"Research malpractice" or best practice? Debating "rigor" in criminal justice reform
Arnold Ventures' criminal justice portfolio lead accused Vera Institute researchers of, well, screwing it up bigtime. I take a look under the hood.
Hey folks! I’ve got a new piece up at the Scatterplot blog which digs into a juicy showdown between Arnold Ventures and the Vera Institute, two big players in criminal justice reform. You could think of it like a follow up to my piece published in Inquest last year which digs into the politics of causal inference methodology. This new piece is wonky, but I did my best to make it accessible – please give it a read and let me know what you think!
If you get through that piece and think to yourself, “I wish it was three times longer and didn’t have an editor” – well, the rest of this post is for you. This is less about the political stakes and more about the technical debate. So if you don’t care about the nitty gritty, just read the Scatterplot piece and tap out. But if you do… read the Scatterplot piece, then come back here and finish the job.
Opiates for the matches
The best use of matching for causal inference is to make quasi-randomly assigned treatment and control groups more similar across observed characteristics. The below figure shows what matching does – if the treatment and control groups differ on some observed trait, matching retroactively mitigates that problem. By the time researchers are considering matching, they’ve already identified some kind of problem with covariate balance. With genuinely random treatment assignment, we likely wouldn’t see these kinds of differences in the first place. Another way to think about matching is that it artificially constructs treatment and control groups from a sample. Ideally, though, you already have some other treatment assignment mechanism, and matching is just there to tweak the balance of the resultant groups.

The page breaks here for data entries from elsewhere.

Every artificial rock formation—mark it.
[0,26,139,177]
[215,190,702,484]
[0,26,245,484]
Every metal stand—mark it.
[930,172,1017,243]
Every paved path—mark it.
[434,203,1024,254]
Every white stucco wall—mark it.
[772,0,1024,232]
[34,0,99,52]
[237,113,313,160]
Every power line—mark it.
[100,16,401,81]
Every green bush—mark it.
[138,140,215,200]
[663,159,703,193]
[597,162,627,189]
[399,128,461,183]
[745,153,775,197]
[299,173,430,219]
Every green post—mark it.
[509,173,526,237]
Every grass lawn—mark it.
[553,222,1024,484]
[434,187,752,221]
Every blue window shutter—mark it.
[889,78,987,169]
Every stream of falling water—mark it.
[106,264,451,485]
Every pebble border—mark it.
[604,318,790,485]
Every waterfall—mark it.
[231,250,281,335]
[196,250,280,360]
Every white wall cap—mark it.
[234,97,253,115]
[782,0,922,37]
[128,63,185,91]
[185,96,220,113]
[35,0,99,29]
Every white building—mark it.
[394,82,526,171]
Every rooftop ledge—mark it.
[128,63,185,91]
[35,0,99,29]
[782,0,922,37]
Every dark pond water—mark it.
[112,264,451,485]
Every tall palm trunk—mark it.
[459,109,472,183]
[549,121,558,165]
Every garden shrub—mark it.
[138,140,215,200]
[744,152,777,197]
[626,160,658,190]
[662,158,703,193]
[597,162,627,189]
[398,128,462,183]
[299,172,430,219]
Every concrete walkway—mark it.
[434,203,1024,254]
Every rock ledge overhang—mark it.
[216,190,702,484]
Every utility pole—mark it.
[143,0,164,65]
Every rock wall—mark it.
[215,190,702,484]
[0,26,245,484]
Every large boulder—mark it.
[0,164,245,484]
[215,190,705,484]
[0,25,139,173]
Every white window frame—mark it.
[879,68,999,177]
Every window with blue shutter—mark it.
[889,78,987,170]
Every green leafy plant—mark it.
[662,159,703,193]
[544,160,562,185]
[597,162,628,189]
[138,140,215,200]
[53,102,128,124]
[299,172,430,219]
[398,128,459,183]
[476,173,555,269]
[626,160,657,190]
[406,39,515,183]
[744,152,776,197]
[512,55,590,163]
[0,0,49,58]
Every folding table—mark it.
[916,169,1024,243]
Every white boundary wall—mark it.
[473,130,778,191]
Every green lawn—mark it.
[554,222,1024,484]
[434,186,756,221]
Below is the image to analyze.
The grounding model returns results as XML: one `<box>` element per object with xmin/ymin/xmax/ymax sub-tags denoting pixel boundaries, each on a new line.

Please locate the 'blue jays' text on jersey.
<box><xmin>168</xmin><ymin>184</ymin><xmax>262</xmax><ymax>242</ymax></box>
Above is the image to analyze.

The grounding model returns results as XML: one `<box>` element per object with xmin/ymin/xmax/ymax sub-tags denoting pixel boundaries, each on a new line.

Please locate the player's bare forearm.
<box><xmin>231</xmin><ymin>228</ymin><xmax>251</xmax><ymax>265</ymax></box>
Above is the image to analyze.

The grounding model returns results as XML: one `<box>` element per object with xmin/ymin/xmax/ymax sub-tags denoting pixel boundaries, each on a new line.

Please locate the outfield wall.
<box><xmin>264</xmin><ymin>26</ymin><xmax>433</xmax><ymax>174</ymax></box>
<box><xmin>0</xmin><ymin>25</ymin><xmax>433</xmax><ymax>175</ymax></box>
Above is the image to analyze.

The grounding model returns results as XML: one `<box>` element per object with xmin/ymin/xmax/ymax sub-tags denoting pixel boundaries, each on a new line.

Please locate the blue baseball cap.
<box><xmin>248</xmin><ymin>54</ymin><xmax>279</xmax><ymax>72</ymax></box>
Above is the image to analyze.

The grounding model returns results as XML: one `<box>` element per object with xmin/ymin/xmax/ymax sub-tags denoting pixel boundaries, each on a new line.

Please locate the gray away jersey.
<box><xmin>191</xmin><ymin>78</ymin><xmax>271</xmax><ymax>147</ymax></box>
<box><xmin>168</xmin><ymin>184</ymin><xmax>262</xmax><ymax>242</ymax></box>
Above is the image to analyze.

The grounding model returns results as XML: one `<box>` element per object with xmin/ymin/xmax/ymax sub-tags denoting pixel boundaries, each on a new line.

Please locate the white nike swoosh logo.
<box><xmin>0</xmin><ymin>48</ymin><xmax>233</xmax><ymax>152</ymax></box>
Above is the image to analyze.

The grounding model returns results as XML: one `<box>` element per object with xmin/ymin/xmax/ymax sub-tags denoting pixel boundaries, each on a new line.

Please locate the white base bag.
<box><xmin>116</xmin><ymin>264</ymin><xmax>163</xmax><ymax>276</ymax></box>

One reason why some researchers are so dogmatic about randomization (“randomistas”) is that it also gets at unobserved characteristics. The above figure isn’t from the Vera study, but imagine that there are a few more rows on that coefficient plot saying “motivation” and “focus,” and there’s just no blue or red dots for those rows at all, because the relevant characteristics aren’t measured. With randomization, most expert readers are happy to assume that no matter what the unmeasured characteristics are, they’re balanced (or close to it) between treatment and control groups. But that requires an experiment. Sort of.
Ethics of randomization
Doleac took issue with Vera researchers’ assertion that conducting an experimental study would have been unethical. In a randomized controlled trial (RCT), researchers randomly assign participants to treatment and control groups, which allows them to sidestep selection bias problems. RCTs are often called the “gold standard” of causal inference methods, although this slogan and accompanying status may have more to do with the professional interests of development economists.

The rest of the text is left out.